Se per gli antichi, per il popolo d’Israele, era importante osservare perfettamente la legge, per il cristiano l’importante è accogliere la persona di Gesù Cristo. Il confronto che il discepolo ha da fare è con
il suo Maestro che è la manifestazione dell’amore di Dio per gli uomini piuttosto che con un insieme di leggi. Quindi chi ama Gesù e lo accoglie come proprio Maestro, non si affida a delle leggi senz’anima, ma si affida all’esempio del Maestro da seguire nella propria vita.

Gli scribi insegnavano la Legge mosaica, i farisei erano osservanti zelanti di questa legge, ma più di una volta vengono chiamati ipocriti da Gesù. Ai suoi discepoli, l’abbiamo ascoltato nella pagina del Vangelo di oggi, dice che la loro giustizia deve superare quella degli scribi e dei farisei proprio per il fatto che non bisogna fermarsi alla lettera della legge, ma bisogna capirne lo spirito.
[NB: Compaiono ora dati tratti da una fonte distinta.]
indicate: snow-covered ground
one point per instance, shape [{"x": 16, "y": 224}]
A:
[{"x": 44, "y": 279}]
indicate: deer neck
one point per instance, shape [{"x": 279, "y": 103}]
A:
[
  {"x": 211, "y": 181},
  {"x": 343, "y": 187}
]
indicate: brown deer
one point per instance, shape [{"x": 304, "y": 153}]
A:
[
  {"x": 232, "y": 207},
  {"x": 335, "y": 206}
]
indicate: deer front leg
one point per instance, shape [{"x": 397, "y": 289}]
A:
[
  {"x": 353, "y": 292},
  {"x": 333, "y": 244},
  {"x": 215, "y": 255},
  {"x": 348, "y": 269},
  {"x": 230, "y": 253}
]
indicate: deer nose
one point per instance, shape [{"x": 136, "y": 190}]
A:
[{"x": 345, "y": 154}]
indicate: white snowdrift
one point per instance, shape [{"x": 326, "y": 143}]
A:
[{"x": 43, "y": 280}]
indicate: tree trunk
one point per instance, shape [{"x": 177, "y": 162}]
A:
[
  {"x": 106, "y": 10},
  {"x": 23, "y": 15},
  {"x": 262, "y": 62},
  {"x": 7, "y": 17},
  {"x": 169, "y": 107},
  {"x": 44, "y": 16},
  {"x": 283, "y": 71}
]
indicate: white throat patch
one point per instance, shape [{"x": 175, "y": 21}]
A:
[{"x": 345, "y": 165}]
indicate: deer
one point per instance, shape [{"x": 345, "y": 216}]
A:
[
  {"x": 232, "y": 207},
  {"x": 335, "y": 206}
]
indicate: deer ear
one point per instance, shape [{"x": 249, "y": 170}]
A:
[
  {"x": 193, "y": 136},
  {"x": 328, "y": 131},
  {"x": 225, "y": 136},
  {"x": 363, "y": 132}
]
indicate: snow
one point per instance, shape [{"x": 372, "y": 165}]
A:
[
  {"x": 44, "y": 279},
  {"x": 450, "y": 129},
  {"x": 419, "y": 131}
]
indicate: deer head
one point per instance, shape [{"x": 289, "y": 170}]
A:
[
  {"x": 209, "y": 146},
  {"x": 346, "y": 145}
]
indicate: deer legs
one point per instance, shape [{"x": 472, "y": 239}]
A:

Il compimento che Gesù porta è proprio quello dell’amore, senza l’amore l’osservanza delle leggi diventa una schiavitù e Gesù non ci vuole schiavi, ma liberi e soprattutto figli del Padre. Solo un figlio che ama il Padre può obbedirgli per amore e diventare testimone dell’amore del Padre. Non basta non uccidere, non commettere adulterio o non giurare: bisogna andare molto oltre. Bisogna cercare di trovare nei fratelli il volto di colui che si è fatto tutto per tutti. Se pensiamo semplicemente alla nostra vita quotidiana, quante volte ci accorgiamo che si uccide non solo con le armi, ma soprattutto con le parole e con gli atteggiamenti. E’ in queste situazioni concrete e quotidiane della vita che Gesù vuole che superiamo gli scribi e i farisei e diventiamo figli.

A quale giustizia teniamo noi? Una giustizia che si accontenta dell’osservanza delle leggi e nulla più oppure la nostra misura è la persona di Cristo? Pensate anche alle nostre confessioni: non ho ucciso nessuno, non ho rubato, non ho commesso adulterio: ma basta questo per essere discepoli del Signore oppure dobbiamo avere uno sguardo un po’ più attento al nostro cammino di fede? Se il comandamento di non uccidere viene portato a compimento da Gesù che ci dice di non chiamare né pazzo, né stupido il nostro fratello perché è figlio del Padre come noi, è un invito ad alzare lo sguardo.

Infatti a conclusione del discorso della montagna la meta che Gesù metterà davanti alla folla sarà proprio l’invito ad essere perfetti come il padre celeste. Meta inarrivabile, ma che stuzzica il nostro desiderio di diventare come il Maestro. Rimbocchiamoci le maniche e chiediamo che ci assista la grazia del Padre perché possiamo essere veri figli suoi e fratelli del Cristo.

Affidiamoci allo Spirito Santo perché illumini sempre la nostra strada!